Sin embargo, se hacía social al fotografiar al desconocido, al conocer a gente
de paso. Similar a esa sensación estupenda que produce el viajar solo,
cuando sabes que puedes hablar con cualquiera que después se esfumará. Se
cruzará en tu camino unos minutos, unas horas, pero no tiene que permanecer en tu vida para siempre, quizá sí en tu memoria. Creo que esto la tranquilizaba en su soledad buscada.
Una mujer de
mirada inteligente que apenas sonreía —veo su sonrisa solamente en uno de los
autorretratos— y que se dedicaba, al terminar su trabajo de institutriz, a
fotografiar lo que veía, los niños a los que podría haber cuidado. Hay algo
inquietante en esto que se esfuma cuando vemos las fotografías y apreciamos la
sensibilidad al captar un instante, y la luminosidad y la belleza de ánimo, la
calidez que desprenden las imágenes. No hay lugar para la sordidez. A pesar de
ser realista y captar momentos crudos, impera la belleza y una vitalidad
asombrosa que hace que quieras estar en ese mismo instante fotografiado,
participar con ella en la celebración del detalle de un rostro, en la placidez
de un instante.
Pero no hay
solo niños en las fotos de Maier. También aparecen mujeres que la desafían con
miradas rudas, insolentes. Ancianos cargados de arrugas y vida en el rostro, un
hombre dormido en su quiosco de prensa, negros, blancos, obesos, desnutridos.
Tullidos, vagabundos. Escenas en las que un hombre es arrastrado por la policía.

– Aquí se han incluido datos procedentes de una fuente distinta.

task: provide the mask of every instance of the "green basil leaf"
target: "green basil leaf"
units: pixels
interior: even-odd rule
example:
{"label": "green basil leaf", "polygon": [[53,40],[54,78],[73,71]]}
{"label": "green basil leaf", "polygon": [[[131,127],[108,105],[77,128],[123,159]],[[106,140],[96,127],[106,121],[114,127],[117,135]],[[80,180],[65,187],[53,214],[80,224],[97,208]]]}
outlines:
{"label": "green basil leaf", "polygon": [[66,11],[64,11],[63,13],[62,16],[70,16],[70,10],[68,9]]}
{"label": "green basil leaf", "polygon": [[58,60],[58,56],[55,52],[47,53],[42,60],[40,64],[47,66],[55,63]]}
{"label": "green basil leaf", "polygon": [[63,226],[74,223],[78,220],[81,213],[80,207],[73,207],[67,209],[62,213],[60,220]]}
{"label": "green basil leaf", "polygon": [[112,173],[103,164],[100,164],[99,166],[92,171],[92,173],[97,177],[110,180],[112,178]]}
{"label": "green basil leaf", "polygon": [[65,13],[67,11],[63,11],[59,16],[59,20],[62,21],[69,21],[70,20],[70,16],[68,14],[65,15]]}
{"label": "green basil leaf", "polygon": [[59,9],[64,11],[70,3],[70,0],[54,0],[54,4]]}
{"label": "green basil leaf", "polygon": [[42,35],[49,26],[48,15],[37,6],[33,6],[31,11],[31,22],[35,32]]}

Hay dolor, alegría, luminosidad y tristeza en esas fotos, como si Maier hubiera
decidido registrar las emociones de la vida de cualquiera, hacer un compendio de
las fases de la existencia. Es capaz de entender antes de fotografiar, sabe
captar lo humano.
Misteriosa,
paradójica, atrevida y reservada, estos son algunos de los adjetivos con los
que la definen los que la conocieron. «Reservada», el más repetido. Y casi ninguno
sabía que hacía esas maravillosas fotografías. En esos autorretratos la vemos
con la cámara, grande, indiscreta, una Rolleiflex colgada del cuello. Debía de llamar
la atención. Y sin embargo lo hizo de tal modo que nadie supo, solo ella y su
mirada. Y es que la Rolleiflex puede ocultarse, no hay que acercársela a la
cara para fotografiar. Sus casi dos metros de estatura, abrigos anticuados de
los años 30, enormes como ella, sus sombreros de fieltro y unas botas masculinas con
las que iba a todas partes tenían que sorprender, en cualquier caso. Gigante,
seria y sin dejar de mirar.
Un día un
joven, John Maloof, compra en una subasta de Chicago una caja de negativos con imágenes
excepcionales cuando las observa a la luz —de nuevo, la mirada— y decide
investigar sobre esa Vivian Maier, a la que busca en Google sin resultado
alguno. A partir de ahí, comienza el rastreo que termina en lo que ahora
conocemos. La vida solitaria de una institutriz con algo de síndrome de Diógenes.
Ese acumular miradas, instantes de las vidas de las personas desconocidas que
la rodeaban era algo parecido a sus colecciones de broches, entradas a
conciertos, billetes de tren o de autobús, periódicos, pero no fotografías. Reveló muy pocas y muy mal impresas. Guardó
los negativos. Su visión se quedó en la Rolleiflex desde la que observaba la realidad,
no vio el resultado de su mirada. Y ciertamente, parte del encanto está en esto, en que sus fotos se descubrieran tras su fallecimiento, metidas en una caja, sin revelar. Cientos de fotos asombrosas del mundo en el que le tocó vivir y en el que se integró a través del acto de fotografiar en vez de participar en sus escenas.